Psychotherapy over Zoom may not be a panacea, but it has been a boon during Covid-19 lockdowns (Therapy via Zoom should make mental healthcare available for all – it hasn’t, 3 August). I am an integrative psychotherapist and shied away from e-therapy in all forms, as it contravened my idea of the therapeutic frame within which I practised – rich with warmth and empathic relating.
With lockdown, I rapidly trained in online etiquette, contracting, indemnity, and safety and security. Zoom security was helpfully improved early in 2020. Could I be therapeutic digitally?
Only one existing client withdrew. I arranged my room with the computer across the arms of the client’s chair so the view of me, as therapist, was unchanged. Fortuitously, this put the client’s image where they would have been if present. This was a crucial factor, and I realised that I had settled into online therapy when I offered a tissue box to a weeping patient through the computer screen. I had become at ease with Zoom as a medium. I was an online therapist.

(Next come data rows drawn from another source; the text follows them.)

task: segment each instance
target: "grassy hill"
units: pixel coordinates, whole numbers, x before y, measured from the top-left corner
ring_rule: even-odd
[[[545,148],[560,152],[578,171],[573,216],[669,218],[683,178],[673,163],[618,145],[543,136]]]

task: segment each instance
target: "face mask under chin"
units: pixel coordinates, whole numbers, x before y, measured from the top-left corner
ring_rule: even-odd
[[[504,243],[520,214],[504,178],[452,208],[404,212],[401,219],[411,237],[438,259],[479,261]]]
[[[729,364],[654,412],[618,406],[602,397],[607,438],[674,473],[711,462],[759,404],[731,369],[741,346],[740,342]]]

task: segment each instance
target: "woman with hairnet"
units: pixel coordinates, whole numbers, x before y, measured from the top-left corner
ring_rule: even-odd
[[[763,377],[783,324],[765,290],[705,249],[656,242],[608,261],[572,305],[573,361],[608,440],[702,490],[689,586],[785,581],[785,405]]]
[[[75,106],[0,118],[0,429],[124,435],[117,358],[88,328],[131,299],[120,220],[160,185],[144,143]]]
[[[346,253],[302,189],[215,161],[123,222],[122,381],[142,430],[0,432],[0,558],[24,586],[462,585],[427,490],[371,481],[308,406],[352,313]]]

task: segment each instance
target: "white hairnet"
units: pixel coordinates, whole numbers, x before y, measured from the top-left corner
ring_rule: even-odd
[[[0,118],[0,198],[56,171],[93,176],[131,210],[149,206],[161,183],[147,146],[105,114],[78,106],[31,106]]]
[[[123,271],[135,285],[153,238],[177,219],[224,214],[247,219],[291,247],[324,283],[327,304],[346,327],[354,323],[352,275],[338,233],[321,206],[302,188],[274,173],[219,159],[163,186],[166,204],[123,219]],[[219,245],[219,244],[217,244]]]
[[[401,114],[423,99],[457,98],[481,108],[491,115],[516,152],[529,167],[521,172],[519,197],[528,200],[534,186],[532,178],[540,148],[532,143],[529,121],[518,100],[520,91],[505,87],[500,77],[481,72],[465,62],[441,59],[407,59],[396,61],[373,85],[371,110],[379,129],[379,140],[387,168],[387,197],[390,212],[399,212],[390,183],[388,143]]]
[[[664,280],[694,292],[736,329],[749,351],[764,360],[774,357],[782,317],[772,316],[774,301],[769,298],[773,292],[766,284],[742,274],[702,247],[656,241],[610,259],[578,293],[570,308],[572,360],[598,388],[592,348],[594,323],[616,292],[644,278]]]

The challenges are different – if a client does not have a safe place from which to engage in therapy it will not work. I am sad when this happens, as I normally provide that safety for them. Privacy is also crucial. I have been challenged to deliver therapeutic help to clients in cars and vans, in the park, in bedrooms, and with poor visibility both ways. Though not ideal, the time efficiency of turnaround between clients is beneficial, as is not travelling to see a therapist, for the client. It has been a great experience, enabling clients to access a scarce resource on their own terms. We changed to function safely in the pandemic. The positives of Zoom therapy are here to stay. I envisage maintaining a hybrid practice.